Tant, en tout cas, que le récit ne quitte pas Rick Dalton et Cliff Booth, c'est sans doute parmi ce que Tarantino a produit de plus attachant. Il y a en effet une sorte de mélancolie dans le parcours de ces deux vétérans des studios, mais elle n'est pas triste, elle est tendre, marrante, cool. Le cinéaste adresse des clins d'oeil directs, plus francs, moins roublards que d'habitude, au cinéma qu'il aime, comme quand il montre Dalton jouant le rôle ayant finalement échu à Steve McQueen dans La Grande Evasion, ou qu'il inflige une raclée à un Bruce Lee insupportablement arrogant via Cliff Booth.

Le statut de Tarantino lui permet d'attirer les plus grosses stars, y compris pour des petits rôles, mais aussi pour jouer ses héros. Il retrouve ainsi Leonardo di Caprio (qu'il avait dirigé dans Django unchained) et Brad Pitt (après Inglorious Basterds) pour incarner cet acteur et sa doublure et les deux acteurs font merveille. Leur complicité est palpable et ressuscite les mythiques duos de Hollywood (Newman-Redford par exemple). Il est savoureux de voir di Caprio jouer un acteur à la ramasse et Tarantino tire le meilleur de son interprétation, tendue, cabotine, très actor's studio : ce n'est plus du tout le jeune premier sans âge que la caméra de Robert Richardson saisit mais une star un peu bouffie, qui campe Rick Dalton comme un double raté de lui-même.

Pourtant, il n'est pas injuste d'affirmer que le grand gagnant reste Brad Pitt, récompensé justement de plusieurs prix, dont l'Oscar du meilleur second rôle (pourquoi seulement "second" alors qu'il a au moins autant de temps de présence à l'écran que di Caprio ? Mystère.). J'ai longtemps été dubitatif devant les éloges dont on couvrait Pitt, mais à cinquante ans passés, il a indéniablement gagné en épaisseur. Après son divorce médiatisé et une cure contre son alcoolisme chronique, l'ancien Apollon apparaît affûté (et Tarantino ne manque pas une occasion d'immortaliser le physique impeccable de son comédien). Surtout il traverse le film avec une sorte de grâce féline, un sommet de "coolitude" irrésistibles, comme s'il s'amusait de sa propre légende, avec le détachement de ceux qui ont plongé profond et remontent ragaillardis à la surface.

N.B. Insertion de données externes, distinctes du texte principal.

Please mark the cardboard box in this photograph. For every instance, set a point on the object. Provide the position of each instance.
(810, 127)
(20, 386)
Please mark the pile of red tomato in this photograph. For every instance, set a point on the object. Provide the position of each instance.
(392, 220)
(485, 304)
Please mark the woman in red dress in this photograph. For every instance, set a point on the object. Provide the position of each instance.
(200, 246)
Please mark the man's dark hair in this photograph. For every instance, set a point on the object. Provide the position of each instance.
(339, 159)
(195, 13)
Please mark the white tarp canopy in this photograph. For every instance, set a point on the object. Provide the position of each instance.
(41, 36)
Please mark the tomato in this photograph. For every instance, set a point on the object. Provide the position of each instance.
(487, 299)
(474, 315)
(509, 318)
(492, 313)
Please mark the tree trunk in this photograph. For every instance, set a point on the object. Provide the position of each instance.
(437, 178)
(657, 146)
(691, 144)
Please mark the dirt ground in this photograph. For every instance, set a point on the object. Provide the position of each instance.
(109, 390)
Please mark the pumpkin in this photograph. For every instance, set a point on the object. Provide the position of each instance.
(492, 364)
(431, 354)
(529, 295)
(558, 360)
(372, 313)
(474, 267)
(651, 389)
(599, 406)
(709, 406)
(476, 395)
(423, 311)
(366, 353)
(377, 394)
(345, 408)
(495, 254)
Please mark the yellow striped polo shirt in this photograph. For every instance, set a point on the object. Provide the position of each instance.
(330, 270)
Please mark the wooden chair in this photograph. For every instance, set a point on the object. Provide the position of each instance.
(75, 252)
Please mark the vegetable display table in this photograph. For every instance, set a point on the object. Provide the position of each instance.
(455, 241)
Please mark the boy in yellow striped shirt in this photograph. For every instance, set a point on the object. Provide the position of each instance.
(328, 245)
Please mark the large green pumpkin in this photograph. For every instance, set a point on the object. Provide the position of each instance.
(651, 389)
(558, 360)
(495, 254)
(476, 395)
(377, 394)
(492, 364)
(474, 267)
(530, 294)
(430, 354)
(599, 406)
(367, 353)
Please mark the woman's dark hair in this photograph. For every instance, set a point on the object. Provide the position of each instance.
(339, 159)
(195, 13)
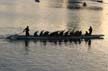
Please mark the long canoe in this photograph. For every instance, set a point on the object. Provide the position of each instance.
(31, 37)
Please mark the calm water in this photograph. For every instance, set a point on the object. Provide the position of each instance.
(52, 15)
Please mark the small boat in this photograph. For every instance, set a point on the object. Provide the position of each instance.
(31, 37)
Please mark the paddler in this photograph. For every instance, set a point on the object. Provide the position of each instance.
(26, 30)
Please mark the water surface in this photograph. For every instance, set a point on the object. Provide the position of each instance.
(52, 15)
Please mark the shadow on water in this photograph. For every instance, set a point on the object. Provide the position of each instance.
(55, 42)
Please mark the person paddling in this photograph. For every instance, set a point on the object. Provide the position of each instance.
(90, 30)
(26, 30)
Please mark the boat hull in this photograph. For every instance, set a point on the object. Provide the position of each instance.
(22, 37)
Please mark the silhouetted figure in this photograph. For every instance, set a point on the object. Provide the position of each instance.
(37, 0)
(26, 30)
(84, 4)
(41, 33)
(61, 33)
(46, 33)
(86, 33)
(100, 1)
(90, 30)
(66, 34)
(54, 34)
(36, 33)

On sera en revanche beaucoup plus perplexe devant les louanges tressés à Margot Robbie tant son rôle est peu développé et son jeu irritant. Tarantino a-t-il eu peur de croquer Sharon Tate ? En tout cas, Robbie ne lui ressemble déjà pas du tout physiquement, mais son air constamment béât la rend bien fade, limite idiote. Au final, elle semble ne faire que passer, allant et venant sans avoir rien à défendre. Le même reproche peut d'ailleurs être adressé à toutes les véritables célébrités que Tarantino convoque dans sa reconstitution, un artifice inutile (seul Damian Lewis compose un Steve McQueen épatant le temps d'une scène).

Passé ce long premier acte, qui est le meilleur atout du film (mais aussi son pire ennemi car on peut très bien décrocher en se demandant où tout cela veut en venir), le dernier quart reprend un dispositif déjà vu dans Inglorious Basterds puisque Tarantino réécrit totalement l'Histoire. Il avait autrefois tué Hitler. Il sauve ici Sharon Tate et ses amis des atrocités de la Manson's family lors d'un final ahurissant et jouissif, véritable sommet en termes de mise en scène. Lorsque di Caprio dégaine un lance-flammes pour carboniser une des fidèles de Manson, on est dans le grand-guignol, mais aussi un spectacle régressif et hilarant, qui rend l'épilogue poignant.

Car Tarantino sauve non seulement Sharon Tate de son funeste destin, mais aussi le Hollywood de 1969, celui de sa jeunesse, et donc par ricochet il refait le match, gagne la partie, modifie toutes ses origines. Le coeur de Once Upon a Time... In Hollywood est bien là : le cinéma de QT n'est jamais meilleur que dans cette réalité parallèle, idéalisée, fantasmée, délirante. On comprend alors pourquoi ce "Il était une fois..." séparée de "... A Hollywood" est si important pour lui : c'est ce qui indique la dimension fantastique de son oeuvre, de son film qui est un conte, un authentique conte de fées, où les starlettes échappent aux monstres, où les acteurs déclinants renaissent, où les doublures sont des héros chevaleresques (bien que totalement défoncés à l'acide).